Trotski, depuis son exil turc, avait prévenu comme personne de la catastrophe imminente et lutté sans relâche contre la politique désastreuse du Parti communiste allemand (KPD) et du Parti social-démocrate (SPD) qui ont divisé la classe ouvrière et permis à Hitler de s’emparer du pouvoir sans combat. Ses écrits sur l’Allemagne de cette période remplissent deux épais volumes, ils furent lus par des dizaines de milliers de personnes et suscitèrent l’admiration de personnalités aussi diverses que Kurt Tucholsky et Bertold Brecht.

L’arrivée de Trotski en France a déclenché l’alarme dans l’Allemagne nazie. Hitler savait aussi bien que Goebbels que Trotski, et non Staline, incarnait la révolution socialiste mondiale contre laquelle la terreur nazie était dirigée. Lorsque l’ambassadeur français Coulondre avertit Hitler six ans plus tard, peu avant le début de la guerre, qu’en cas de guerre, le véritable vainqueur serait Trotski, le Führer répond: «Je sais». Trotsky commenta ce dialogue en ces termes: «Ces messieurs aiment à donner un nom personnel au spectre de la révolution».
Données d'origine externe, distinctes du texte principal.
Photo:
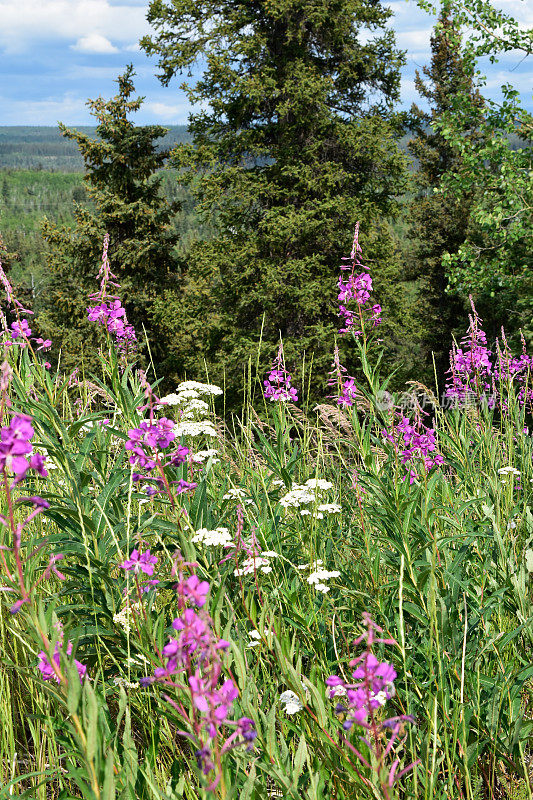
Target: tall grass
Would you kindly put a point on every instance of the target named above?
(443, 564)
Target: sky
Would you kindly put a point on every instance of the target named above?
(54, 54)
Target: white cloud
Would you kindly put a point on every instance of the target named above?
(69, 109)
(26, 23)
(94, 43)
(169, 113)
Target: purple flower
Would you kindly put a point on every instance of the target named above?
(139, 562)
(46, 668)
(278, 384)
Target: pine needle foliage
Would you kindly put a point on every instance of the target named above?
(121, 164)
(295, 135)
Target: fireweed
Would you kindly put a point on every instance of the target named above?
(362, 706)
(19, 333)
(191, 666)
(109, 310)
(477, 375)
(356, 288)
(149, 444)
(345, 384)
(278, 383)
(415, 442)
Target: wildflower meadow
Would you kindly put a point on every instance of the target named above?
(329, 602)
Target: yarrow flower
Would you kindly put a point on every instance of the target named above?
(278, 383)
(192, 666)
(220, 537)
(291, 702)
(46, 667)
(419, 445)
(16, 450)
(306, 499)
(110, 312)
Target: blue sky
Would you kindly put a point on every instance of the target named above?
(54, 54)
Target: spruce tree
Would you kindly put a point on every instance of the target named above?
(296, 140)
(438, 227)
(121, 165)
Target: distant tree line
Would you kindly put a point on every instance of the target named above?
(297, 138)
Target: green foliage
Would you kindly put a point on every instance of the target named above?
(297, 138)
(493, 262)
(438, 228)
(444, 564)
(127, 203)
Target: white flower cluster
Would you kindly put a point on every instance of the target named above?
(256, 563)
(291, 702)
(306, 498)
(255, 637)
(203, 455)
(220, 537)
(318, 575)
(199, 388)
(124, 618)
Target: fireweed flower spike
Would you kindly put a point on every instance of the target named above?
(192, 667)
(46, 667)
(358, 288)
(16, 450)
(344, 384)
(109, 311)
(278, 383)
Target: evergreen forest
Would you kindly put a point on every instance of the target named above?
(266, 419)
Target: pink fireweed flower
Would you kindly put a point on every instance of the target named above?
(419, 445)
(139, 562)
(470, 364)
(192, 665)
(361, 704)
(278, 383)
(21, 328)
(111, 314)
(16, 451)
(345, 384)
(196, 590)
(47, 669)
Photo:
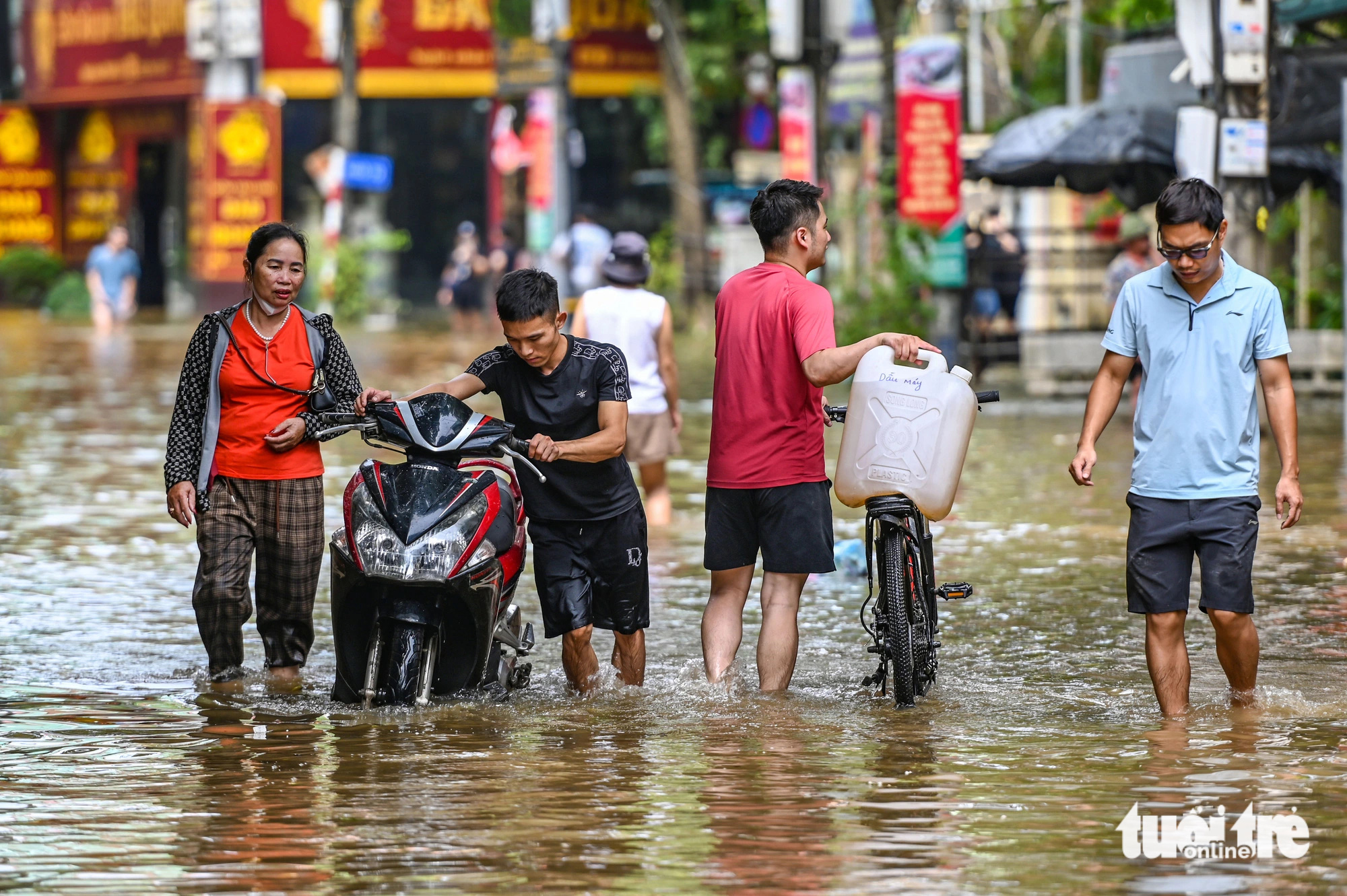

Les diatribes de Baberowski contre Trotski auraient pu paraître sous cette forme en 1933 dans le quotidien nazi Völkischer Beobachter ou dans un autre organe de propagande de Goebbels. Il ne s’agit pas d’une coïncidence. Depuis que Baberowski a déclaré dans Der Spiegel, il y a neuf ans, qu’Hitler n’était «pas cruel», la réhabilitation des crimes nazis a bien avancé.

À l’époque déjà, les médias ne s’en sont pas pris à Baberowski mais au Sozialistische Gleichheitspartei (Parti de l’égalité socialiste) et à son organisation de jeunesse IYSSE, qui avaient critiqué Baberowski. Alors que de nombreux étudiants et leurs organisations ont soutenu l’IYSSE, les professeurs ont presque unanimement soutenu Baberowski. Entre-temps, le parti d’extrême droite Alternative pour l’Allemagne (AfD) siège au Bundestag (parlement fédéral) et aux parlements des Lands. Le gouvernement allemand coopère en Ukraine et dans les États baltes avec des gouvernements qui érigent des monuments aux collaborateurs nazis et des extrémistes de droite sont au gouvernement en Italie, en Finlande, en Suède et en Hongrie.

La réhabilitation des nazis et la diffamation de Trotski sont deux côtés de la même médaille. Des décennies d’austérité sociale et d’inégalités sociales croissantes mettent à l’ordre du jour des luttes de classe acharnées. Les classes dirigeantes réagissent à cette situation comme elles l’ont fait il y a 90 ans, par le fascisme et par la guerre. Elles craignent que la perspective d’une révolution socialiste mondiale, que Trotski a incarnée comme personne au 20e siècle, ne retrouve la faveur des travailleurs et des jeunes. Ces messieurs aussi aiment à donner au spectre de la révolution un nom personnel.